By DAVID STRINGER, Associated Press Writer 1 hour, 55 minutes ago
LONDON - British soldiers began withdrawing Sunday from their last base in the southern Iraqi city of Basra, paving the way for fresh troop cuts and fueling worries about the security of the country's second-largest city and the surrounding region.
Around 550 soldiers were leaving the downtown Basra Palace, one of deposed President Saddam Hussein's former compounds, to join 5,000 other personnel at an air base 7 miles away on the fringes of the city. Defense officials said the withdrawal was going well but could take days to complete.
The Iraqi military sent hundreds of reinforcements to the city to prevent Shiite militias and criminal gangs from expanding their influence once the British have gone.
Former Prime Minister Tony Blair reduced the number of British troops in Iraq from 7,000 to 5,500 in February and left open the option of pulling out around 500 more personnel once Basra Palace was handed back to Iraqis.
Prime Minister Gordon Brown is due to set out future strategy for British operations in Iraq in a speech to parliament next month.
The British defense ministry said forces operating from Basra Air Station will "retain security responsibility for Basra until we hand over to provincial Iraqi control, which we anticipate in the autumn."
Basra Palace was to house British soldiers and diplomatic staff after the 2003 U.S.-led invasion and has come under daily mortar and rocket attack in recent months.
"This is a thoroughly sensible military decision," said opposition Conservative lawmaker Patrick Mercer. "It will allow more troops to be withdrawn from Iraq in the autumn, just as Britain increases its numbers of troops in Afghanistan."
In Basra, Major Mike Shearer, Britain's military spokesman, told reporters: "I can confirm that an operation is ongoing, but we will not give any further details."
U.S. officials have raised concerns about the prospect of British troops leaving the city, which fell under the influence of Shiite religious parties and militias, some with ties to Iran, after the January 2005 election that brought Prime Minister Nouri al-Maliki to power.
The police force is heavily infiltrated by militias.
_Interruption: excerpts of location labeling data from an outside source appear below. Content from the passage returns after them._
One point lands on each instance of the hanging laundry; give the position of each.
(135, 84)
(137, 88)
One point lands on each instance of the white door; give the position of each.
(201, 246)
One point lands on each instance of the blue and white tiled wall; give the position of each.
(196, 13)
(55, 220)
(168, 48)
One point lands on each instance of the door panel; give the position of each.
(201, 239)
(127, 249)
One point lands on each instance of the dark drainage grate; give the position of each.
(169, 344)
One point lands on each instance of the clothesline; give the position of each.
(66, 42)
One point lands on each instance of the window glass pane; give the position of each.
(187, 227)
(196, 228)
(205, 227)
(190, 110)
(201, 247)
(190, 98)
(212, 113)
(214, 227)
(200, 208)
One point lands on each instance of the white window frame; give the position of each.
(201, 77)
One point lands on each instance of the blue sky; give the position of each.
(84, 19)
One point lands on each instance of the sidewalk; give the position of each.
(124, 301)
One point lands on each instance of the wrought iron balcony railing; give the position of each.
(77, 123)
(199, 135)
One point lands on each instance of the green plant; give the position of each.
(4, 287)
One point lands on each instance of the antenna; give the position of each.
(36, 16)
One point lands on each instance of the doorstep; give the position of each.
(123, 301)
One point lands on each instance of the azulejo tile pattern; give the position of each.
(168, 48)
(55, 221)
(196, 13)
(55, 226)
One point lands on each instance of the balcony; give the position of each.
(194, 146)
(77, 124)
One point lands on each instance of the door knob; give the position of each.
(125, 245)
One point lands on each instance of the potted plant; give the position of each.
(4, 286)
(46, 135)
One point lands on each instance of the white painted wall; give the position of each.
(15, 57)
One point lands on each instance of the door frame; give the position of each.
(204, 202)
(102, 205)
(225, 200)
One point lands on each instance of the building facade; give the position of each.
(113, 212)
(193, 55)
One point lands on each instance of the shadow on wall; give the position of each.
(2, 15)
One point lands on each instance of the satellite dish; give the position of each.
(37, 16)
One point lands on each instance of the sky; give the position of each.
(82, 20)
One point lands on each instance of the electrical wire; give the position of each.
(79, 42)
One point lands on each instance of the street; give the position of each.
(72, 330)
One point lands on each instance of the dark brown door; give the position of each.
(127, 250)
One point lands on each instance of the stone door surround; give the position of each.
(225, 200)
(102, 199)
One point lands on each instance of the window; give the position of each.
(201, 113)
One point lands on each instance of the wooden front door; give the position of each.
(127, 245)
Political rivals, liquor dealers, DVD shop owners and anyone who violated different groups' interpretations of Islam was subject to assassination by death squads.
Retired U.S. Army Gen. Jack Keane, who was vice chief of staff at the time the Iraq war was launched, said in an interview last week that Britain had never deployed enough troops to properly stabilize the region and allowed a bad security situation deteriorate.
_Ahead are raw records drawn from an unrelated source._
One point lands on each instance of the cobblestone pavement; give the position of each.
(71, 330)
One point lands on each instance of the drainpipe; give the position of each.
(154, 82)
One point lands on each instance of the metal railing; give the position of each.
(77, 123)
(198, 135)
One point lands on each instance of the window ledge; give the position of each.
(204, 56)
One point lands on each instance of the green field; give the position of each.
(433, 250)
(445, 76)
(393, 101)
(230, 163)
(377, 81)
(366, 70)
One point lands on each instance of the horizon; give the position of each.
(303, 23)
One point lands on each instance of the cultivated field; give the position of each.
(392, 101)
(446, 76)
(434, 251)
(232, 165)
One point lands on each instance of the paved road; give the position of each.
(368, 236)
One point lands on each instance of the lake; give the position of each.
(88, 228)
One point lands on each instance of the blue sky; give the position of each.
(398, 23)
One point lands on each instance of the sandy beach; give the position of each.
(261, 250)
"It has always been our intention to draw down troops in Basra" as Iraqi army and police become ready to handle security duties, said a spokesman for Brown's Downing Street office, speaking on condition of anonymity.
The International Crisis Group, a Brussels based think-tank, said in a June report that unconstrained militias were destabilizing Basra and that locals believed British forces had been driven out.
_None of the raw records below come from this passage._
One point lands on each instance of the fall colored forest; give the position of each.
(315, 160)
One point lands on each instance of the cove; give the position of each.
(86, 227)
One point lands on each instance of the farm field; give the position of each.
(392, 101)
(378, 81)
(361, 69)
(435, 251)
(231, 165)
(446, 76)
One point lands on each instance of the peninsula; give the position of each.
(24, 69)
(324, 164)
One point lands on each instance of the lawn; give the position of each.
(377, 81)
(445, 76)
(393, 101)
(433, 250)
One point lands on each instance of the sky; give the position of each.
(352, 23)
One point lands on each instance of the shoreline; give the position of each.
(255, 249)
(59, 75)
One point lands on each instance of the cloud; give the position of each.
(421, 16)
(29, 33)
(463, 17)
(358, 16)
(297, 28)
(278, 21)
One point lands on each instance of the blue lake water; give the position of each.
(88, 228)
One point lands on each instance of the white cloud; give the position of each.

"Relentless attacks against British forces in effect had driven them off the streets into increasingly secluded compounds," the report said. "Basra's residents and militiamen view this not as an orderly withdrawal but rather as an ignominious defeat."
With additional Iraqi soldiers in the streets, residents say things have quieted in recent weeks.
But last week, the head of the security committee on the Basra city council, Hakim al-Miyahi, predicted "some disorder" after the British pullout from the city because he feared that Iraqi forces were incapable of maintaining order.